Legarda Encourages Visits to Museums, Invites Public to the National Museum of Natural History

May 17, 2018

In celebration of International Museum Day (May 18), Senator Loren Legarda encouraged everyone to make frequent visits to museums to enrich understanding of our culture and history.

She also invited the public to visit the National Museum of Natural History at the National Museum Complex in Rizal Park, Manila, as it opens on May 18.

Legarda, a staunch advocate of art and culture promotion, said that museums are vessels of important historical knowledge and cultural heritage and they showcase the invaluable Filipino talent.

“I hope we can all take time to make regular visits to our museums to immerse in our history and culture. Our National Museum has many interesting permanent and special exhibitions and organizes lectures, workshops and other activities that help us better understand and appreciate our heritage. This will also help strengthen national identity and pride,” Legarda said, noting that admission is now free at the National Museum.

Currently, there are three buildings of the National Museum at the Rizal Park: National Museum of Fine Arts, National Museum of Anthropology, and National Museum of Natural History.

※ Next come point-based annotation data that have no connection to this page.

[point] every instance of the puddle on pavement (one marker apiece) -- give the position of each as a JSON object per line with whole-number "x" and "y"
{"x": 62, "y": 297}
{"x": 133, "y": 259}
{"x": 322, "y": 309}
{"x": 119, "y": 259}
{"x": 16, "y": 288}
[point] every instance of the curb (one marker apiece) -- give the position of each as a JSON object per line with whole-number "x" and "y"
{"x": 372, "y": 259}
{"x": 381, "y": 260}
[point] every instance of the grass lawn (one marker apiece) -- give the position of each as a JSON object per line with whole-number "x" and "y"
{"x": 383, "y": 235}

The Senator has been working with the National Museum to organize lecture series and demonstrations, particularly on weaving, at the Hibla ng Lahing Filipino, the country’s first permanent textile gallery.

Legarda is the patron of the Hibla gallery, as well as the Baybayin: Ancient and Traditional Scripts of the Philippines gallery, and the Rice, Biodiversity and Climate Change exhibit—all of which are her projects with the National Museum. She has also supported the creation of the Gawad sa Manlilikha ng Bayan gallery and the exhibit on Bangsamoro heritage title Faith, Tradition and Place.

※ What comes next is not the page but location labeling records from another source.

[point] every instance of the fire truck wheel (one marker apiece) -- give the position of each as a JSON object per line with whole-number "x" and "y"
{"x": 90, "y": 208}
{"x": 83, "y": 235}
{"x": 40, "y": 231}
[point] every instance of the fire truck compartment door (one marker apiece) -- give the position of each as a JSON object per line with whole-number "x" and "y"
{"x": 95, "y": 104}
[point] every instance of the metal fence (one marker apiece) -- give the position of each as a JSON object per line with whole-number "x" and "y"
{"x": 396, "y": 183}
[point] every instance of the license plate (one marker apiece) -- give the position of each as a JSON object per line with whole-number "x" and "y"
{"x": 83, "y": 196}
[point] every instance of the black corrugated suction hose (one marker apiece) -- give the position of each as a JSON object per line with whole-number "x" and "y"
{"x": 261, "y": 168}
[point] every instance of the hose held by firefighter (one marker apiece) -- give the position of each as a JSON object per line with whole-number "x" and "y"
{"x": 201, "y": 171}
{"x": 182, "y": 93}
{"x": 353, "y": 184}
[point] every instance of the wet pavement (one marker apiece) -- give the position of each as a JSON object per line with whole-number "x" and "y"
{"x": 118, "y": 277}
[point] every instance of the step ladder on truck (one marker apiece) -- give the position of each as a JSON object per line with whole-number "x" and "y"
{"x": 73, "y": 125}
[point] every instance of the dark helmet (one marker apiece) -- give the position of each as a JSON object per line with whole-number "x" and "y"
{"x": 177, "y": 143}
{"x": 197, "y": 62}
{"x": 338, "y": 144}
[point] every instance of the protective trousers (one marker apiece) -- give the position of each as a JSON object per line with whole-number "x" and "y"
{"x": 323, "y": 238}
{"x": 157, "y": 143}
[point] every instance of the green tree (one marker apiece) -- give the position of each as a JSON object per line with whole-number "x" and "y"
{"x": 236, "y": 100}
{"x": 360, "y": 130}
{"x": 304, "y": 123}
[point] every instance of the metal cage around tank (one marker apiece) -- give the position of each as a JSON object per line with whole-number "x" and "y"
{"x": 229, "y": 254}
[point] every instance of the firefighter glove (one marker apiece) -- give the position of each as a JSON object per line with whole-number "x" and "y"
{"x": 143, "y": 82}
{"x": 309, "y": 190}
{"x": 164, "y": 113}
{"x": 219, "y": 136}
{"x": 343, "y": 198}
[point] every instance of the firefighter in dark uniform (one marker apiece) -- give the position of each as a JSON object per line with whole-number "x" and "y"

As Chair of the Senate Committee on Finance, Legarda ensures adequate funding for the National Museum as well as its regional museums, which will also host Hibla galleries featuring the various regions’ traditional textiles and weaving heritage. The National Museum in Ilocos Sur already has itsHibla Iloko gallery, which the Senator also supported.

Moreover, Legarda and the National Museum have also started bringing the Hibla exhibition to different countries through our embassies. The first Hibla ng Lahing Filipino Travelling Exhibitionwas held in October 2017 at the Philippine Embassy in London, then in March 2018 at the Philippine Embassy in Lisbon.

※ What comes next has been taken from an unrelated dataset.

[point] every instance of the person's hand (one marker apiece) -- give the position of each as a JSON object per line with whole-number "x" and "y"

“We have a very rich heritage, so rich that we have a lot to learn and understand about the traditions and ways of living of our ancestors; we have to embrace the culture that is unique to us, so we can have a better understanding of our roots and of who we are. Our museums will help us learn about these things,” Legarda stressed.

The Senator also said that there are a lot of museums in the country that feature contemporary art exhibitions.

Legarda invited the public to visit the Tie A String Around The World exhibit at the 12F Gallery School of Design and Arts Campus De La Salle-College of Saint Benilde.

Tie A String Around The World was mounted as the Philippine Pavilion at the Venice Art Biennale in 2015, when the Philippines successfully returned to the world’s oldest and most prestigious global contemporary art platform after a 51-year absence.

“Art and culture appreciation is essential for nation building and to instill pride of place, national pride as a people. Art is our soul and culture is the bridge that unifies us as a nation, however divided and diverse,” Legarda stressed.

“There are a lot of museums around the country, each holding vast information about our culture and heritage that would be of interest to everyone, kids and adults alike. Let us take time to enrich our mind, heart and soul through the wealth of knowledge we could gain from our museums,” Legarda concluded.